A two-step model for Langerhans cell migration to skin-draining LN

Abstract

Although the role of Langerhans cells (LC) in skin immune responses is still a matter of debate, it is known that LC require the chemokine receptor CCR7 for migrating to skin-draining LN. A report in the current issue of the European Journal of Immunology unfolds some of the intricacies of LC migration, showing that LC need CXCR4, but not CCR7, for their migration from the epidermis to the dermis.

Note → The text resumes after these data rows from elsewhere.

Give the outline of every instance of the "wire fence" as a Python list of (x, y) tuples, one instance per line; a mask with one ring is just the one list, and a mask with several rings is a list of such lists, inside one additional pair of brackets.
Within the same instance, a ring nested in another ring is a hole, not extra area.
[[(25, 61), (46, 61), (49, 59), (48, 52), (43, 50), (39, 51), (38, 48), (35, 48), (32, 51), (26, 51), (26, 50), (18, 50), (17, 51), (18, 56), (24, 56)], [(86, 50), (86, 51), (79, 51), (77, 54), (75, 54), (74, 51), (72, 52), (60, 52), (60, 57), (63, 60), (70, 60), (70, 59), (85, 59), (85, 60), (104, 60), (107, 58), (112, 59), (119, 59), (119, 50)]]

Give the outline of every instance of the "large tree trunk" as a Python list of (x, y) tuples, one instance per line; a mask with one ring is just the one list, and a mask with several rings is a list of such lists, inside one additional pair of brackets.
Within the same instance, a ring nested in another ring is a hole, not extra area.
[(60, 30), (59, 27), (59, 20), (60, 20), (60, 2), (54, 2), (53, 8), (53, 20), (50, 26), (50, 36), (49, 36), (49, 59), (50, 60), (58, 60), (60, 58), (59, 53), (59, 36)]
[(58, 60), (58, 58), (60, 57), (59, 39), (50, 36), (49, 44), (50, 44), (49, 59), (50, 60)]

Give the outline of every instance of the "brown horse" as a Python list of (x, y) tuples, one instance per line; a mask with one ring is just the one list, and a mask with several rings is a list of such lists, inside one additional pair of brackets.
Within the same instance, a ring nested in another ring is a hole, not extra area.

Thus, LC migration to skin-draining LN occurs in two distinct phases: a first step from the epidermis to the dermis regulated by CXCR4 and a second CCR7-dependent step from the dermis to LN. Here we discuss the potential implications of this new two-step LC migration paradigm.

Figure 1

Two-step Langerhans cell migration to LN. Dermal DC (dDC, EpCAM⁻ and either Langerin⁺ or Langerin⁻) constitutively migrate to the LN in a process dependent on CCR7 and its ligands CCL19 and CCL21-leu (leucine isoform of CCL21), which are expressed by lymphatic endothelial cells. On the other hand, during steady-state non-inflammatory conditions, immature Langerhans cells (iLC, Langerin⁺EpCAM⁺) do not express CXCR4 or CCR7 and remain mostly restricted to the epidermal compartment (left panel). Upon exposure to inflammatory agents (e.g. haptens), iLC undergo maturation and upregulate CXCR4, whose ligand CXCL12 is also increased in the dermis during inflammation (right panel). CXCR4 expression allows maturing LC (mLC, Langerin⁺EpCAM⁺) to cross the dermo-epidermal junction and reach the dermis (first step). In the dermis, mLC acquire high levels of CCR7, endowing these cells with the capacity to migrate to skin-draining LN (second step). It is also possible that mLC functionally interact with dDC during their time in the dermis.